Victoria Ocampo was one of the great patrons of the arts of the first half of the twentieth century. She first published Borges in her magazine Sur and she hosted and promoted writers and artists from around the world on their visits to South America. Among others Igor Stravinsky, Aldous Huxley, Albert Camus, André Malraux, Indira Gandhi, Drieu La Rochelle, Antoine de Saint Exupéry,  Rabindranath Tagore, Albert Camus and Graham Greene were guests at the Villa Ocampo, and Lorca’s Romancero Gitano was published by her.

 

Yesterday, along with Cees Nooteboom and his wife Simone, Minae Mizumura, and the Argentinian novelist Inés Garland (who kindly drove us there), I was a guest at the Villa Ocampo.
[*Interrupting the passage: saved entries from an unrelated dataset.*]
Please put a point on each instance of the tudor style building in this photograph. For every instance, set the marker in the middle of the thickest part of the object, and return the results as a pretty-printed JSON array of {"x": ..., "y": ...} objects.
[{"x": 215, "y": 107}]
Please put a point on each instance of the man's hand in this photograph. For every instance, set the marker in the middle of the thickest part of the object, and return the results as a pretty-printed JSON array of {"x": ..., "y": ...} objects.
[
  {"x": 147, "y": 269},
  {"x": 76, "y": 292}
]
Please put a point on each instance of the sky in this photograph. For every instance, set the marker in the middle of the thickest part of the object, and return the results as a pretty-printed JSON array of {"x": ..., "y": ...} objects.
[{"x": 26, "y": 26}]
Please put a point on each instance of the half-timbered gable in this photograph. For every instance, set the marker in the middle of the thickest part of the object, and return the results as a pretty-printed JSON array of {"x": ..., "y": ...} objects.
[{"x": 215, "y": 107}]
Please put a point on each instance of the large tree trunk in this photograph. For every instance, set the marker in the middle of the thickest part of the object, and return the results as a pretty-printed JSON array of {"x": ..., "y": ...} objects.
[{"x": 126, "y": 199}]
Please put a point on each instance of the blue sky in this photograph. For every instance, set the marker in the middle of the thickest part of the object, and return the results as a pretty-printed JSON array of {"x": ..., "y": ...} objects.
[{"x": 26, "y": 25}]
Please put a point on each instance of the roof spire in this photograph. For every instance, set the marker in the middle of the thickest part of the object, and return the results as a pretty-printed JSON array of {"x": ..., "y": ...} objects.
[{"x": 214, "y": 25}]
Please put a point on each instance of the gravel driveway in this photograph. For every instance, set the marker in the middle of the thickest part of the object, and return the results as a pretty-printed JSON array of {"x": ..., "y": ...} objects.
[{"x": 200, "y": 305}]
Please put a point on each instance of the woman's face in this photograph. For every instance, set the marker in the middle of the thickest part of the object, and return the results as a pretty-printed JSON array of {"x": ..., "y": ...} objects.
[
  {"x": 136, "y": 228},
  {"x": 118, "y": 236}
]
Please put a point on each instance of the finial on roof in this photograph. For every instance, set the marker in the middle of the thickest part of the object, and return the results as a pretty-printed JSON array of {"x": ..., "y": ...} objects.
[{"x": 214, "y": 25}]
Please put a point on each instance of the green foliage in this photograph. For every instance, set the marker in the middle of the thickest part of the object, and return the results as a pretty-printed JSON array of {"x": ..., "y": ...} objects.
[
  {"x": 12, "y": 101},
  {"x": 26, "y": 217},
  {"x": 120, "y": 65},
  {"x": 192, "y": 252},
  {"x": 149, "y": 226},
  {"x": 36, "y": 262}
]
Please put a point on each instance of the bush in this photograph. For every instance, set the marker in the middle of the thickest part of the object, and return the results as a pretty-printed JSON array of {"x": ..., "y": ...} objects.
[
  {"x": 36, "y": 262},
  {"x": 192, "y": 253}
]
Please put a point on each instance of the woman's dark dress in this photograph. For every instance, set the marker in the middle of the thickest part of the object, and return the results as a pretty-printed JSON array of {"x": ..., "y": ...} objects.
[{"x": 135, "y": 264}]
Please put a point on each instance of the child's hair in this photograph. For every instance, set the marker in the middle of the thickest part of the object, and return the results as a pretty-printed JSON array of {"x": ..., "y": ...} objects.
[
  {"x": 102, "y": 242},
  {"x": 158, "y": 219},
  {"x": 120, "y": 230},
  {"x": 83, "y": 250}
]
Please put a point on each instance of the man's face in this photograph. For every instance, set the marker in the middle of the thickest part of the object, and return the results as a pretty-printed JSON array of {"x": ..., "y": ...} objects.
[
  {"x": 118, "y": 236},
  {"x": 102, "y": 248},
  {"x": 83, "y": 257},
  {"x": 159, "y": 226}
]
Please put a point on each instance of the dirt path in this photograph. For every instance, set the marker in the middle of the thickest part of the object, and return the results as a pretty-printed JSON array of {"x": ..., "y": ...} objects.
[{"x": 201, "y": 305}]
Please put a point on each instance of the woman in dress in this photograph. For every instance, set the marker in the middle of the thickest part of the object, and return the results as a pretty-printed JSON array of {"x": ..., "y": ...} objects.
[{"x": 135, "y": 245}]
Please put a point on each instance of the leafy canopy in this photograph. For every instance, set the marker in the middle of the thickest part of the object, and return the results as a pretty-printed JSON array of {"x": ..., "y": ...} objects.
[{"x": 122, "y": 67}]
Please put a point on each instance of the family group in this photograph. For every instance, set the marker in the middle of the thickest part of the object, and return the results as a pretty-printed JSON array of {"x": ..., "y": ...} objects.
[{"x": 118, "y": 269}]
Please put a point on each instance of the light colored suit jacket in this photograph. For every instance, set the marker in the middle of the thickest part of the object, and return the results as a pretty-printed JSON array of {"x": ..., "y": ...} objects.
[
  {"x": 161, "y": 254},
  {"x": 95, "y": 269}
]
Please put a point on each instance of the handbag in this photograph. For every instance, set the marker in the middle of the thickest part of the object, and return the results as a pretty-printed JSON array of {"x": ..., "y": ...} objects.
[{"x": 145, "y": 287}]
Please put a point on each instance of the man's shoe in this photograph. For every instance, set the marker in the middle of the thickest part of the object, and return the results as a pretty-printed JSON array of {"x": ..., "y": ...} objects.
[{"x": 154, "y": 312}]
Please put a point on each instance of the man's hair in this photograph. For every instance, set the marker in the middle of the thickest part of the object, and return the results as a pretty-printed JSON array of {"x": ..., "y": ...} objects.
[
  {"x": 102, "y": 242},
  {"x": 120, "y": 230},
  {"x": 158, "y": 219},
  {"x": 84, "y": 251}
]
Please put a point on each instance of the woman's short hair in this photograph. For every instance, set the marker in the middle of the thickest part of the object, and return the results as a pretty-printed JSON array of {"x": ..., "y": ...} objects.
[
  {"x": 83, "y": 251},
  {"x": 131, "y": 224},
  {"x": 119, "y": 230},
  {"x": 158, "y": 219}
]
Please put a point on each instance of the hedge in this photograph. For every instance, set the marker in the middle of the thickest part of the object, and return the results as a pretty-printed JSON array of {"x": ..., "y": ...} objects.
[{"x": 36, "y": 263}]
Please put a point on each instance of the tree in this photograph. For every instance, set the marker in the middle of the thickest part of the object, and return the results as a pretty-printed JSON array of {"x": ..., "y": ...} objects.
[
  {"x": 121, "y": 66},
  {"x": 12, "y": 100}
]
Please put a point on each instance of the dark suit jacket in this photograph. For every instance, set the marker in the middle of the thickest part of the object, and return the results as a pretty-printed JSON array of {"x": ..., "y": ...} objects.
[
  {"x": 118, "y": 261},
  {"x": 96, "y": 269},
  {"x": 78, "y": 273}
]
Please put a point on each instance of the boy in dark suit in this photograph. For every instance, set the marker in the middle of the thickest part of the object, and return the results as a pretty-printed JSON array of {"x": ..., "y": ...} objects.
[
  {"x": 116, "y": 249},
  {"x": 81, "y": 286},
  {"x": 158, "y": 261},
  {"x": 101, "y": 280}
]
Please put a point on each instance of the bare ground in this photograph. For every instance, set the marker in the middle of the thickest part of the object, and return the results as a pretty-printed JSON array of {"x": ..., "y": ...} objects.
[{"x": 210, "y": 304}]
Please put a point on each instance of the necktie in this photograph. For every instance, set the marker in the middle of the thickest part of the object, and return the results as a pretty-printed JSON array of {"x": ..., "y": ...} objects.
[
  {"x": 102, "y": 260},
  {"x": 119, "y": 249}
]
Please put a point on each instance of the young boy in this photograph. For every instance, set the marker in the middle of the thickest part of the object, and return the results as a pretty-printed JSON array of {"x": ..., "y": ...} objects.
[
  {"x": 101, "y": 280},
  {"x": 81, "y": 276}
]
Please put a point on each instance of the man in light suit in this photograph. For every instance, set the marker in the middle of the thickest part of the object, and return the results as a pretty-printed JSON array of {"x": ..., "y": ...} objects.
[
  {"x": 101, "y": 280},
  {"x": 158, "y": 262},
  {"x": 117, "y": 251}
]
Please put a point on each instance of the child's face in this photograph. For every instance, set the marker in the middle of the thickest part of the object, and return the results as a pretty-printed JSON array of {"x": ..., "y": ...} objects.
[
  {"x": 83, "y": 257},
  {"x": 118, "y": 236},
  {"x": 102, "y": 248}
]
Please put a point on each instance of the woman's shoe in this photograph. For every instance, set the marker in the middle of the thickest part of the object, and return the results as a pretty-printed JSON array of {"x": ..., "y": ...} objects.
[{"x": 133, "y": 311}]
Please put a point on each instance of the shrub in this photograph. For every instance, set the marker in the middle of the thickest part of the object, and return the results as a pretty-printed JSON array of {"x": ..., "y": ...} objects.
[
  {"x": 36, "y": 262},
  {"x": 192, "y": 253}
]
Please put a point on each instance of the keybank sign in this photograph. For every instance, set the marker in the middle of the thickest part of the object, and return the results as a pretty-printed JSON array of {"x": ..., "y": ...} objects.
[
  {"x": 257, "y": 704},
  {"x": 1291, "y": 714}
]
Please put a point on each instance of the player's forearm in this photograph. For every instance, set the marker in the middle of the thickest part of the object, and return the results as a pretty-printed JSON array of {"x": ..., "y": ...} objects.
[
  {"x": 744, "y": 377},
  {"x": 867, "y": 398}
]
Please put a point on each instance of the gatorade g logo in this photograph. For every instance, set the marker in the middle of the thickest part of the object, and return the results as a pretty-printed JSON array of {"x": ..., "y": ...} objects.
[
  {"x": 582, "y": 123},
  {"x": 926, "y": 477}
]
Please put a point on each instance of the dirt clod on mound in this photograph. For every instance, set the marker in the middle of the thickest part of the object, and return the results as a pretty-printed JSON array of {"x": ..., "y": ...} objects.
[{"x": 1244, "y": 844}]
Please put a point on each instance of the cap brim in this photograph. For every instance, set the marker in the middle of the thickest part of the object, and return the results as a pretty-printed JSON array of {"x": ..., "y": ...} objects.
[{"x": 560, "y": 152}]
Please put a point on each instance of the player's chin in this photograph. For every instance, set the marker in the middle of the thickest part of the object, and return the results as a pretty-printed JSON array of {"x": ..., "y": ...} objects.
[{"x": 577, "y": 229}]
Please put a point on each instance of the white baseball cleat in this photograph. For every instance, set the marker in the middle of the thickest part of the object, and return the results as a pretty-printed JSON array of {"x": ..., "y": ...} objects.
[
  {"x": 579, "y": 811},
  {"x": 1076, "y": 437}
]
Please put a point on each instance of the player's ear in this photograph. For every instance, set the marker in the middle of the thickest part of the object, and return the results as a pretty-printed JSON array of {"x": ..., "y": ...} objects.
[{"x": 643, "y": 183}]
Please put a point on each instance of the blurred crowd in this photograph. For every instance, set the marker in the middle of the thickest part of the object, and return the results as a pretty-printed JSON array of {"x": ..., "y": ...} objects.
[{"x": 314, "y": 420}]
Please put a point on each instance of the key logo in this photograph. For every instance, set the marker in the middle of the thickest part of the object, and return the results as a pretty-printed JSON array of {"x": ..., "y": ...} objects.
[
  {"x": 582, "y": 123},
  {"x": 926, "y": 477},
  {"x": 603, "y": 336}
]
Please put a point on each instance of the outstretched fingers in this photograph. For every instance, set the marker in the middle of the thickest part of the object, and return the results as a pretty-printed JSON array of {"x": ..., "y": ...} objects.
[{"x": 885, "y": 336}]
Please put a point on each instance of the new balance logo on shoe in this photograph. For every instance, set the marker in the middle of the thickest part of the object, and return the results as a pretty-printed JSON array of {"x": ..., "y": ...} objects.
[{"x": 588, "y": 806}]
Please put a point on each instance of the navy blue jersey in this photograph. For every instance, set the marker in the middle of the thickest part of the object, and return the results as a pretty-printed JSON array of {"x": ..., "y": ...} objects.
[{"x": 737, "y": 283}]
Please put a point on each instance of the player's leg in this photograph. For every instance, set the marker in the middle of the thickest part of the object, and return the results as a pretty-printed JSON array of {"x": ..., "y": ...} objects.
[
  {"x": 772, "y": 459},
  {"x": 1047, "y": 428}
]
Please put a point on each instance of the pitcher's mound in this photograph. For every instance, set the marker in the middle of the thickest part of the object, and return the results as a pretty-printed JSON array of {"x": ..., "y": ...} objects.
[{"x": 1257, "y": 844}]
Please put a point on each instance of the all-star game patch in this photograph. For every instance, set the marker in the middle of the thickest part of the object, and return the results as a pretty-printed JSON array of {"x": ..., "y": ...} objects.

We had lunch, and then received a guide from the house manager, the exteremely well-informed Nicolás Helft, who presented me with a 1961 issue of Sur that contains the Spanish translation of a short story by Nabokov ‘Scenes from the life of a double monster’ (which appears, in English, in Nabokov’s Dozen) as well as poems by Gregory Corso and Lawrence Ferlinghetti.

 

The piano that Stravinsky played, with his picture

The house itself is spectacularly lovely, even if the interior veers towards the state of a mausoleum, with rooms kept intact from the era in which they enjoyed their greatest glory. The grounds, filled with great trees and green lawns, once spread down to the River Plate, several blocks away, but is now considerably smaller (though still ample). The odour of privilege wafts around the corridors and up the stairwells. I would not have liked to have got the wrong side of Victoria (and those who crossed her often lived to regret it). So I sat in her chair and meditated on the state of being Victoria Ocampo for a minute or two, and for a brief moment felt the thrill of something like victory. This was quite alarming, although not unpleasant.